Across the board in New London county, whether it is a large hospital system or a community health center, all are challenged with the task of recruiting primary care physicians to the area.

Residency programs are “graduating fewer and fewer primary care doctors and of those that are in the market, how many of them want to work with a low-income population?” Granger said.

All healthcare organizations spend a lot of money – upward of $30,000 per candidate when a recruiting firm is used – to entice doctors to the area.

“We need to show the physicians what the area has to offer.

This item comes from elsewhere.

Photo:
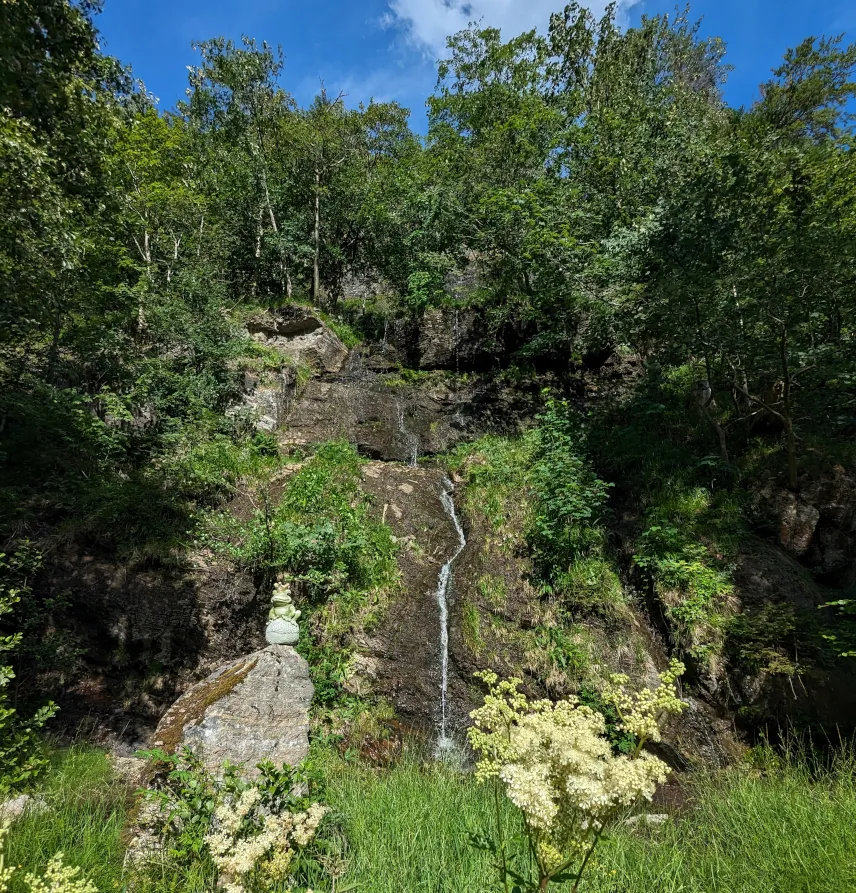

We invite them with their spouse to dinner, drive them to different neighborhoods, it is a whole marketing effort,” Granger said.

Although finding a provider can be difficult, especially when fewer are moving to the area, most people who work in the community health recognize that other barriers – like housing, food insecurity and transportation – often referred to as the social determinants of health are actually the reason for individuals not getting regular medical attention.

The Thames Valley Council for Community Action in New London County (TVCAA) works on helping individuals overcome these barriers to healthcare whether that means helping them find transportation or going through their finances in detail to see if there are any assistance programs they could apply for in order to spare money for medical costs, said Deb Monahan, the executive director for TCVAA.

TCVAA, along with many community health centers, also helps individuals complete applications for programs like food stamps, WIC, insurance through Access Health CT during open enrollment and medicaid if they are eligible. Just this year, UCHS actually opened up an emergency food pantry within their health centers because so many clients were coming in hungry.

“We were hearing heartbreaking stories from clients about not having enough food,” Granger said. “Some doctors were even giving out ten dollars for patients to go buy McDonalds for their family.”

In 2017, just after the Lawrence and Memorial Hospital (L&M) affiliated with Yale New Haven Health System TVCAA began collaborating with them to address these barriers and better coordinate care to prevent unnecessary emergency room visits and noncompliance with medical treatment. At the same time Yale New Haven Health System had received a grant from the Center for Medicare and Medicaid Services to work directly on addressing social determinants of health.

“We are working with discharge planners to identify a patient who is high risk for rehospitalization or going to the emergency room frequently,” Monahan said. TCVAA is working with L&M to address the social determinants of health that the individual is struggling with.

For example, helping someone who is unable to pay the co-pay for their prescription medication so they do not end up needing emergency care for a preventable problem.

“I think what it is, is that people are recognizing that we can’t do things in isolation. If you look a little deeper you can see that there is a food insecurity issue or housing is unstable,” Monahan said. The increased collaboration with L&M “is more an acknowledgement that we are connected and not isolated in our silos.”

Since L&M’s affiliation with Yale New Haven Health, specialty services available within the region have increased greatly as well. Instead of residents routinely having to travel to Hartford or New Haven for care, many services are now provided in New London.

“The affiliation with Yale New Haven Health has had great impact on the care we provide our patients,” said Michael O’Farrell, the director of public relations for L&M. A consistent result of the affiliation has been, “more providers and specialists providing services locally that previously would have required a patient to receive care somewhere else.”

Some of the additions include advances in neurosurgery and urology treatment as well as cardiovascular care post heart attack.